Two Simple Principles for Diffusion-Based Test-Time Adaptation

TL;DR

This paper proposes a semantic keeper, the method to preserve feature similarity, where the semantic keeper could filter the corruption introduced from the test domain, thus better preserving the semantics, and introduces the gradient-based view to unify the direction generated from two principles.

Abstract

Recently, diffusion-based test-time adaptations (TTA) have shown great advances, which leverage a diffusion model to map the images in the unknown test domain to the training domain. The unseen and diverse test domains make diffusion-based TTA an ill-posed problem. In this paper, we unravel two simple principles of the design tricks for diffusion-based methods. Intuitively, \textit{Principle 1} says semantic similarity preserving. We should preserve the semantic similarity between the original and generated test images. \textit{Principle 2} suggests minimal modifications. This principle enables the diffusion to map the test images to the training domain with minimal modifications of the test images. In particular, following the two principles, we propose our simple yet effective principle-guided diffusion-based test-time adaptation method (PDDA). Concretely, following Principle 1, we propose a semantic keeper, the method to preserve feature similarity, where the semantic keeper could filter the corruption introduced from the test domain, thus better preserving the semantics. Following Principle 2, we propose a modification keeper, where we introduce a regularization constraint into the generative process to minimize modifications to the test image. Meanwhile, there is a hidden conflict between the two principles. We further introduce the gradient-based view to unify the direction generated from two principles. Extensive experiments on CIFAR-10C, CIFAR-100C, ImageNet-W, and ImageNet-C with WideResNet-28-10, ResNet-50, Swin-T, and ConvNext-T demonstrate that PDDA significantly performs better than the complex state-of-the-art baselines. Specifically, PDDA achieves 2.4\% average accuracy improvements in ImageNet-C without any training process.

Figures (6)

• Figure 1: An illustration of the different information among features of different layers in UNet. We visualize the feature extracted from all layers by using features of a single layer to calculate $f^1$. It can be noticed that the details of the generated images will have little differences to prove that there is different information. This is obvious in the noise test domain since deep layers will contain the extra noise with more details.
• Figure 2: An overview of the proposed PDDA, where denoise is to estimate the $\hat{x}_{0|t}$. We implement the conditional term in the interval $t \in [s,0)$, and the interval $t\in [T,s)$ is the reverse process without the conditional term. $x_{t}\rightarrow x_{t-1}$ represents the one step of the reverse process. We first achieve the process that maps the image from the test domain to the training domain (a) to generate the $x_{0}$ and use both $x_{0}$ and $x^{test}$ to finish the classification (b).
• Figure 3: An illustration of the ill-posed problem made in different domains. We use different cycles with different colors to represent different domains. The red cycle represents the training domain. The diffusion-based methods need to narrow the distance between the $x^{test}$ and $x^{src}$, which needs to let random samples from unknown different domains close to the training domain.
• Figure 4: An illustration of the conflict in two guidance. w/ means using the gradient projection, and w/o means not using the gradient projection.
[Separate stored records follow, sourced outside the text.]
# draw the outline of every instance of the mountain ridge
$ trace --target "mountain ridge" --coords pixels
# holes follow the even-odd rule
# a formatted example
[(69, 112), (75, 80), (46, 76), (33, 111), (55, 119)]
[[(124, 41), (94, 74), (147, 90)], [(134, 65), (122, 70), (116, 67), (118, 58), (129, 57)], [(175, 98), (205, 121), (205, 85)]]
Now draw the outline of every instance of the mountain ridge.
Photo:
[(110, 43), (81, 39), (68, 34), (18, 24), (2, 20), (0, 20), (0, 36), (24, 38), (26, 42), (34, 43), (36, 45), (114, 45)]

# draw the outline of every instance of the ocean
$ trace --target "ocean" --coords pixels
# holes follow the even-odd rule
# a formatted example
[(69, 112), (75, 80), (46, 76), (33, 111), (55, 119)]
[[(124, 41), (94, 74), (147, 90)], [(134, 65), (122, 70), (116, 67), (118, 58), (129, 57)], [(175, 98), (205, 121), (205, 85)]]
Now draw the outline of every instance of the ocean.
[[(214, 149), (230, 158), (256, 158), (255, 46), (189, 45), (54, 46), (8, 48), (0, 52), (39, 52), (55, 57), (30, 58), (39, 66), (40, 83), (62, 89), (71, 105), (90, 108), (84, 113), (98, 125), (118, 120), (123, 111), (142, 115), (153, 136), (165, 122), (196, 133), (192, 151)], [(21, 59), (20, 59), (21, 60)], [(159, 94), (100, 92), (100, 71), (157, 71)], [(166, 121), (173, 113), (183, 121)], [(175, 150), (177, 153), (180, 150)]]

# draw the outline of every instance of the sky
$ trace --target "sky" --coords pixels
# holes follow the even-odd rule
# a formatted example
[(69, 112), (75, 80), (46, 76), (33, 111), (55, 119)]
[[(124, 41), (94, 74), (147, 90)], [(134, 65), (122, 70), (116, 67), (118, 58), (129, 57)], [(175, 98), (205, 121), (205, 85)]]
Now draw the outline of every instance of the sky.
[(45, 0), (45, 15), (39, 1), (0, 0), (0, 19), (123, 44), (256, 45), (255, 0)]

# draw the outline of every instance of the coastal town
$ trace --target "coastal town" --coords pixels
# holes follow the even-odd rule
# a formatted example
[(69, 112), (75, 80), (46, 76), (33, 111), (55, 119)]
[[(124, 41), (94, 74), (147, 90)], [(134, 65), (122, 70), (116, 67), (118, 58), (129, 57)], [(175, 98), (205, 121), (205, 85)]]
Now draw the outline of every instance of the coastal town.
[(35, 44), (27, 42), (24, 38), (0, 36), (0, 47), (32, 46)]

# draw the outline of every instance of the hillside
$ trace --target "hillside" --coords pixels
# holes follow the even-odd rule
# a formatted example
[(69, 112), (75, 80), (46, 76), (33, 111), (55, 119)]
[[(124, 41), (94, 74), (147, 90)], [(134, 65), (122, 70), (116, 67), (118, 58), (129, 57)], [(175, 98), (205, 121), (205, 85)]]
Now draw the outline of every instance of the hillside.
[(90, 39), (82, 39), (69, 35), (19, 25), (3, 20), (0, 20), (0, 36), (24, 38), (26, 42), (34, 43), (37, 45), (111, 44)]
We visualize the gradient magnitude similarity in Eq. \ref{['eq:conflict']} based on samples from different test domains. It can be noticed that gradient magnitude similarity tends to zero without the gradient projection shown in (a). Then, our method can significantly increase the similarity.
• Figure 5: Visualization of ablation study for sampling strategy against different corruption, where PDDA (w/) means we use the sampling strategy and PDDA (w/o) means we do not use the proposed sampling strategy, and ground truth is the image in the training domain, i.e., without corruption.